Song Meaning
These lyrics paint a somber picture of a love that has quietly unraveled, leaving the speaker with a "heart split in two." The initial warmth of connection has given way to a "routine" as "cold as repetition." It's a quiet elegy for a relationship that didn't end with a bang, but with a slow, almost imperceptible fade.
The central tension here lies in the contrast between love's enduring nature and its surprising capacity for forgetfulness. The narrator suggests that the relationship's decline wasn't due to grand betrayals, but rather the gradual erosion of small gestures: forgetting "to say hello," "to be polite, to kiss goodnight." This focus on the mundane, yet vital, aspects of connection makes the loss feel particularly poignant, highlighting how easily deep affection can be undermined by neglect.
The craft truly shines in the recurring phrase, "sometimes love forgets," which personifies love itself as a fallible entity. This subtle shift in perspective moves beyond individual blame, suggesting that love, as an abstract force, can simply lose its way. The "We were..." verses further amplify this, cataloging a relationship's evolution from "banks and babies" and "nervous maybes" to "chores and duties," illustrating the slow transition from vibrant possibility to mundane reality.

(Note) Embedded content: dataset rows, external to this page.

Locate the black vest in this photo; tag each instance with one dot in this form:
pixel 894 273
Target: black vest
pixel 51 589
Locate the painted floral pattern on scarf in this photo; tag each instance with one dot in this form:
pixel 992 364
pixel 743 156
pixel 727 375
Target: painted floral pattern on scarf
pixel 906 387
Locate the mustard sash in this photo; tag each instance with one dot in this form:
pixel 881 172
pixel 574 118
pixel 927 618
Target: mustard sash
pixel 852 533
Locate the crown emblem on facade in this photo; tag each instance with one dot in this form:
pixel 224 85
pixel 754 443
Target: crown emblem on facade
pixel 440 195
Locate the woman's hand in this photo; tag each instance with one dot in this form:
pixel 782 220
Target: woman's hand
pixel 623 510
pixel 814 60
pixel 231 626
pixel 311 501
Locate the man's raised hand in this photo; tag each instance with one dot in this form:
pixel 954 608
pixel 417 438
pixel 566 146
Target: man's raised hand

Ultimately, these lyrics resonate because they capture a universal truth about relationships: sometimes the greatest losses aren't dramatic, but a slow drift into forgetting. The final lines, acknowledging "promises that would only be broken / Only forgotten in the end," deliver a quiet, devastating blow, suggesting that even the most fervent vows can succumb to the quiet, relentless march of time and neglect. It's a stark reminder that love, while powerful, requires constant tending to keep from fading.